To improve outcomes in people with schizophrenia, symptom control in the clinical domains beyond positive symptoms is needed. Patient-reported outcomes are important for assessing the impact of the illness and the success of its treatment. Recovery, satisfactory quality of life, and adequate functionality can be achieved only when treatment addresses the various domains of schizophrenia without causing impairing adverse events that are associated with nonadherence. Pharmacotherapy in combination with psychosocial interventions that target cognition, family environment, social skills, and vocational rehabilitation is likely to have the best outcome. Novel agents are needed to better address the multidimensional syndrome of schizophrenia.

Case Practice Question

Jack, a 26-year-old patient with schizophrenia, has been stabilized with a long-acting injectable antipsychotic. At follow-up, Jack’s positive symptoms are still in remission, but he displays low mood and pessimism about his future. Which of the following is the best next step?

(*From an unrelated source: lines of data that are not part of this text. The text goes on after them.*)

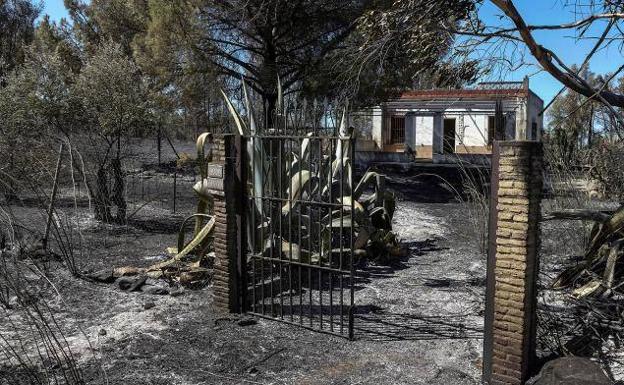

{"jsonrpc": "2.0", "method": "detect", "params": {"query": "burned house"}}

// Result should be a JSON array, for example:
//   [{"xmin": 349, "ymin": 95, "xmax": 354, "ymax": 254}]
[{"xmin": 353, "ymin": 78, "xmax": 544, "ymax": 163}]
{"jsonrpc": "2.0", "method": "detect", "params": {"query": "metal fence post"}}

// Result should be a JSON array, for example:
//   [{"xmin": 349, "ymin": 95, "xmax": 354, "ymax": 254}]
[{"xmin": 173, "ymin": 171, "xmax": 178, "ymax": 214}]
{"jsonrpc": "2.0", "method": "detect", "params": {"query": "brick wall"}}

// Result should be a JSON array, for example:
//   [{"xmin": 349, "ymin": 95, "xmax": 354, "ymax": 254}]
[{"xmin": 486, "ymin": 141, "xmax": 543, "ymax": 385}]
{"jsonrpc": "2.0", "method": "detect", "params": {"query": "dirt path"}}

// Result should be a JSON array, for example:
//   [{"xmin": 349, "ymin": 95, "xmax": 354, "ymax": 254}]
[{"xmin": 42, "ymin": 202, "xmax": 485, "ymax": 385}]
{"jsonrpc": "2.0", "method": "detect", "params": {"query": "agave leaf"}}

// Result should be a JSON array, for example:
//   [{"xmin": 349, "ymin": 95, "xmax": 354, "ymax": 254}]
[
  {"xmin": 242, "ymin": 79, "xmax": 258, "ymax": 135},
  {"xmin": 572, "ymin": 280, "xmax": 602, "ymax": 299},
  {"xmin": 221, "ymin": 90, "xmax": 247, "ymax": 136},
  {"xmin": 353, "ymin": 226, "xmax": 370, "ymax": 250},
  {"xmin": 277, "ymin": 74, "xmax": 284, "ymax": 113},
  {"xmin": 323, "ymin": 157, "xmax": 351, "ymax": 198},
  {"xmin": 327, "ymin": 217, "xmax": 353, "ymax": 230},
  {"xmin": 282, "ymin": 170, "xmax": 312, "ymax": 215},
  {"xmin": 603, "ymin": 240, "xmax": 623, "ymax": 289},
  {"xmin": 300, "ymin": 132, "xmax": 314, "ymax": 161}
]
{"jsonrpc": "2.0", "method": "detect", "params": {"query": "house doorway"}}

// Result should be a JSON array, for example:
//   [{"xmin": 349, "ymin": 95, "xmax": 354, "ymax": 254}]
[{"xmin": 442, "ymin": 118, "xmax": 456, "ymax": 154}]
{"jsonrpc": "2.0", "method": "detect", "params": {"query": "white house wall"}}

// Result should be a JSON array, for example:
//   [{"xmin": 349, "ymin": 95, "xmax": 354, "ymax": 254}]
[
  {"xmin": 358, "ymin": 93, "xmax": 543, "ymax": 158},
  {"xmin": 414, "ymin": 116, "xmax": 433, "ymax": 146}
]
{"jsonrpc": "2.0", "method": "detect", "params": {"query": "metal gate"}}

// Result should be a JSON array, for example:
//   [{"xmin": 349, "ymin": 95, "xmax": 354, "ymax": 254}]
[{"xmin": 241, "ymin": 129, "xmax": 355, "ymax": 338}]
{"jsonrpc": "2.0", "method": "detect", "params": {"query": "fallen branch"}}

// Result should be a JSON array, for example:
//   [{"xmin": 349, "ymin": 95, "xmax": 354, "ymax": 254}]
[{"xmin": 542, "ymin": 209, "xmax": 613, "ymax": 223}]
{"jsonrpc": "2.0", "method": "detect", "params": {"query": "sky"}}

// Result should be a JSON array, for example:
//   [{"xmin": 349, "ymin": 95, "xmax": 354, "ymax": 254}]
[{"xmin": 43, "ymin": 0, "xmax": 622, "ymax": 103}]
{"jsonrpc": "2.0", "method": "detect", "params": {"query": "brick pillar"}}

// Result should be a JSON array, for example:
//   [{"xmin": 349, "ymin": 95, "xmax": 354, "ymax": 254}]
[
  {"xmin": 484, "ymin": 141, "xmax": 542, "ymax": 385},
  {"xmin": 207, "ymin": 135, "xmax": 243, "ymax": 312}
]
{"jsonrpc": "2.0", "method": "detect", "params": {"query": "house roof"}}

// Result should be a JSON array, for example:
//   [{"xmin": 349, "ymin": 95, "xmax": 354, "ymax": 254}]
[{"xmin": 399, "ymin": 87, "xmax": 530, "ymax": 100}]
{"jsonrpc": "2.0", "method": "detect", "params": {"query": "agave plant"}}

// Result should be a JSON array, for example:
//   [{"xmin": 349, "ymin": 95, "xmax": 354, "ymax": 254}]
[{"xmin": 210, "ymin": 82, "xmax": 398, "ymax": 263}]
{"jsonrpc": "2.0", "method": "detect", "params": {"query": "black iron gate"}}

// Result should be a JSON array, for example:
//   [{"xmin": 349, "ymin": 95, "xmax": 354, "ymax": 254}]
[{"xmin": 241, "ymin": 129, "xmax": 356, "ymax": 338}]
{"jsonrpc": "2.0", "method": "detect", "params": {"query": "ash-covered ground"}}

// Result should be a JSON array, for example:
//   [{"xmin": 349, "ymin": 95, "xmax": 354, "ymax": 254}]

A. Screen for adverse events
B. Screen for depression and suicidality; if found, add an antidepressant
C. Add an oral antipsychotic to Jack’s prescription regimen
D. Switch to a first-line oral antipsychotic

Discussion of the Case Practice Question

Preferred response: B. Screen for depression and suicidality; if found, add an antidepressant.
Low mood and pessimism may indicate the presence of comorbid depression.57  Jack is susceptible to suicidality because it is early in the course of his illness, and he may feel that his future is limited by his illness.61 If depressive symptoms are present, concomitant antidepressant pharmacotherapy is appropriate, according to guidelines.62

Clinical Points

  • Use measurement-based assessment of treatment outcomes.
  • Collect patient-reported outcomes to assess quality of care.
  • Assess and address all symptom domains, with a focus on negative symptoms and cognition for functional outcome and depression for prevention of suicidality.
  • Employ pharmacotherapy in combination with psychosocial interventions for functional rehabilitation.